The layout is good. I suspect I would have made it far too pink. The title, though, is sheer genius. I am imagining Gretchen fell out with the Cool Asians and started hanging out in the library. What group are we part of? (I am totally voting for "Girls Who Eat Their Feelings", btw).

I would like a weekend day I think. But am happy with anything, really. Eee.

Friday, 3 July 2009

Good morning, angels.


I have no preference when it comes to days, the middle of the week is the middle of the week. Tuesday or Wednesday might be good.

The layout I quite like! It definitely says "book group", but does it say "Gretchen Weiners, heiress to the Toaster Strudel empire"? I'm not sure.

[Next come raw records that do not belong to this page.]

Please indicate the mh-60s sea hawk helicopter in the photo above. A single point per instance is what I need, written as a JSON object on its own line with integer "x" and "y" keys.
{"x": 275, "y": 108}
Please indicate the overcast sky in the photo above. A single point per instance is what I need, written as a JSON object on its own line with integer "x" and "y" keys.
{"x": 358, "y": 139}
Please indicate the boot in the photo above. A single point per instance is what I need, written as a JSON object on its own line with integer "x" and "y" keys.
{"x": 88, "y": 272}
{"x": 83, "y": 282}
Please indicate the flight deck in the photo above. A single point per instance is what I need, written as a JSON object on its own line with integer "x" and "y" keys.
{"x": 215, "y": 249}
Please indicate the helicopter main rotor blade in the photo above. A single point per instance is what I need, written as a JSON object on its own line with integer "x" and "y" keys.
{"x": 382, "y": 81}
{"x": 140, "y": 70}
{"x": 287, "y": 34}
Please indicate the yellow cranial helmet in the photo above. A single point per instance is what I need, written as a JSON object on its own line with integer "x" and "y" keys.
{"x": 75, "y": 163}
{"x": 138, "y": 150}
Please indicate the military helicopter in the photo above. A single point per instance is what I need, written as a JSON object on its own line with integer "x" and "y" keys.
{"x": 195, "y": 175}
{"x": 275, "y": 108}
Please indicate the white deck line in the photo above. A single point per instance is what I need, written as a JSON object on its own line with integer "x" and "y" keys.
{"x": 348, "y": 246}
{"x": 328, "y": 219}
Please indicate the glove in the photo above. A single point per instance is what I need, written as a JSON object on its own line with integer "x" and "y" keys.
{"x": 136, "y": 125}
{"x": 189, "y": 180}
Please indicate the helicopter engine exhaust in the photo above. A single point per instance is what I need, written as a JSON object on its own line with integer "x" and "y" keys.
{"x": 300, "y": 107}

If We Get Codenames, I Call Dibs On 'Super King'


I rather like the layout, it's classy and understated, with hints of a life full-lived. It's the Fern Britton of blog layouts.

I'm happy with any day, but I suppose if I had to choose I'd like Friday. That way I could shout "SOMETHING FOR THE WEEKEND" at the start of every post. Or maybe Thursday?

Avengers assembled!

How brilliant. If everyone could do a quick post and say i) which day of the week they'd like, and ii) what they think of the layout, just so I know everything's working and... stuff.

Anyway: I'd like Monday, and I think the layout is totally hot, in a my-Gran's-kitchen-in-the-seventies sort of way.